Source: Blackwell Publishing Journal Backfiles 1879-2005

Topics: Biology

Notes: An endophytic streptomycete (NRRL 30566) is described and partially characterized from a fern-leaved grevillea (Grevillea pteridifolia) tree growing in the Northern Territory of Australia. This endophytic streptomycete produces, in culture, novel antibiotics – the kakadumycins. Methods are outlined for the production and chemical characterization of kakadumycin A and related compounds. This antibiotic is structurally related to a quinoxaline antibiotic, echinomycin.

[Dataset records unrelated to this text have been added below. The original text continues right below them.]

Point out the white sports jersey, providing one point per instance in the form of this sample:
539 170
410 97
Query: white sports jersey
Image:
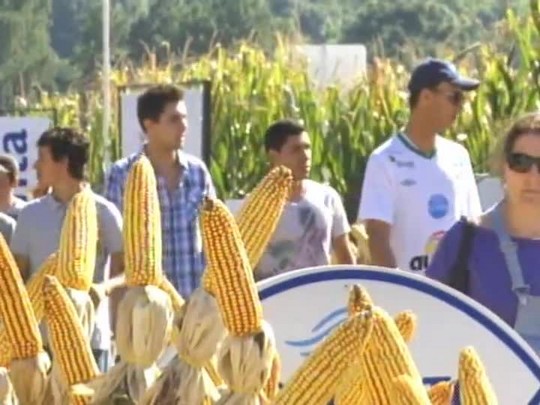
420 196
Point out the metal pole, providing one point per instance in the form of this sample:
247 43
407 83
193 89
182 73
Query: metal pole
106 80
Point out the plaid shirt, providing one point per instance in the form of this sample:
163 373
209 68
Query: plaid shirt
183 260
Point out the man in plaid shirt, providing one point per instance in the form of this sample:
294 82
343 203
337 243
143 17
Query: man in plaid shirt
183 181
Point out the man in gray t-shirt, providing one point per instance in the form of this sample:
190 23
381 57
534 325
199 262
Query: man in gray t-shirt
62 155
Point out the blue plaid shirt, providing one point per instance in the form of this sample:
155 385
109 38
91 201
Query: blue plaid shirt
183 260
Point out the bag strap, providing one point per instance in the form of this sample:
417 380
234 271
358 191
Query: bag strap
459 276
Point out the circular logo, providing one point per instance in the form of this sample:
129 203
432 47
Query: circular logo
438 206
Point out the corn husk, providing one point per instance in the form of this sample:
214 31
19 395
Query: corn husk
186 380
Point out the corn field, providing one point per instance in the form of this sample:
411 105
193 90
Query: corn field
250 89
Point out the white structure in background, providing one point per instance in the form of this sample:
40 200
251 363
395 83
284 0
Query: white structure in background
330 64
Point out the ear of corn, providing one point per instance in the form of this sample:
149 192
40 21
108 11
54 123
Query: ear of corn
176 299
474 385
142 226
18 317
261 211
78 242
35 293
441 393
228 264
386 357
408 391
318 377
69 344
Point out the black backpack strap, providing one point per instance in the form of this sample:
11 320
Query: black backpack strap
459 275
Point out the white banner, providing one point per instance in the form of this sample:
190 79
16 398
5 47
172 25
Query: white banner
304 306
19 137
133 135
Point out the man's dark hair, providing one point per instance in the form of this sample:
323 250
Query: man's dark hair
152 103
69 144
11 168
277 134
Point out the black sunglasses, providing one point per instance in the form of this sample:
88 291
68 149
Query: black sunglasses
522 163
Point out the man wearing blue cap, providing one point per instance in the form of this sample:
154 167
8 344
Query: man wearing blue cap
417 183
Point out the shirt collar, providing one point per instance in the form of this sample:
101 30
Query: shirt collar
181 156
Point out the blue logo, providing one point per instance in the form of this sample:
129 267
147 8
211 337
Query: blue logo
438 206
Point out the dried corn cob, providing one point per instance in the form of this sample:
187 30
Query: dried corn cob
266 201
318 377
353 388
408 391
34 291
18 317
474 385
78 242
228 264
406 324
386 357
142 226
441 393
69 344
176 299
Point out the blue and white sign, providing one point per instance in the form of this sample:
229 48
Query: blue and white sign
304 306
19 136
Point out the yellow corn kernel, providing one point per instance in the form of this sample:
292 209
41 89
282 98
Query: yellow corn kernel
234 287
386 357
35 293
70 347
408 391
318 377
16 311
176 299
359 299
142 226
263 207
441 393
78 242
474 385
271 388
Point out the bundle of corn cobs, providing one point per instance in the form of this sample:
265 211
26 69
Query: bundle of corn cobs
224 350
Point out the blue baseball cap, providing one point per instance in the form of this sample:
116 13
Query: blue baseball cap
430 72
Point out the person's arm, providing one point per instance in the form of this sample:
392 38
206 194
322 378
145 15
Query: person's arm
340 232
20 245
377 212
474 206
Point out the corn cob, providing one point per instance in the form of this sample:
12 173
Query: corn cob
228 264
20 323
386 357
35 294
408 391
263 207
441 393
78 242
176 299
69 344
474 385
318 377
142 226
406 324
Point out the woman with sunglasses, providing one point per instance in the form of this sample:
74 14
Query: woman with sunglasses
497 261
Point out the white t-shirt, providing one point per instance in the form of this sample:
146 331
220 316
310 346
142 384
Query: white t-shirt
420 196
303 237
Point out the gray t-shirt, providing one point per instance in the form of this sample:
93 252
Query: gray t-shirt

Each contains, by virtue of their amino acid compositions, alanine, serine and an unknown amino acid. Other biological, spectral and chromatographic differences between these two compounds occur and are given. Kakadumycin A has wide spectrum antibiotic activity, especially against Gram-positive bacteria, and it generally displays better bioactivity than echinomycin. For instance, against Bacillus anthracis strains, kakadumycin A has minimum inhibitory concentrations of 0.2–0.3 μg ml−1 in contrast to echinomycin at 1.0–1.2 μg ml−1. Both echinomycin and kakadumycin A have impressive activity against the malarial parasite Plasmodium falciparum with LD50s in the range of 7–10 ng ml−1. In macromolecular synthesis assays both kakadumycin A and echinomycin have similar effects on the inhibition of RNA synthesis. It appears that the endophytic Streptomyces sp. offer some promise for the discovery of novel antibiotics with pharmacological potential.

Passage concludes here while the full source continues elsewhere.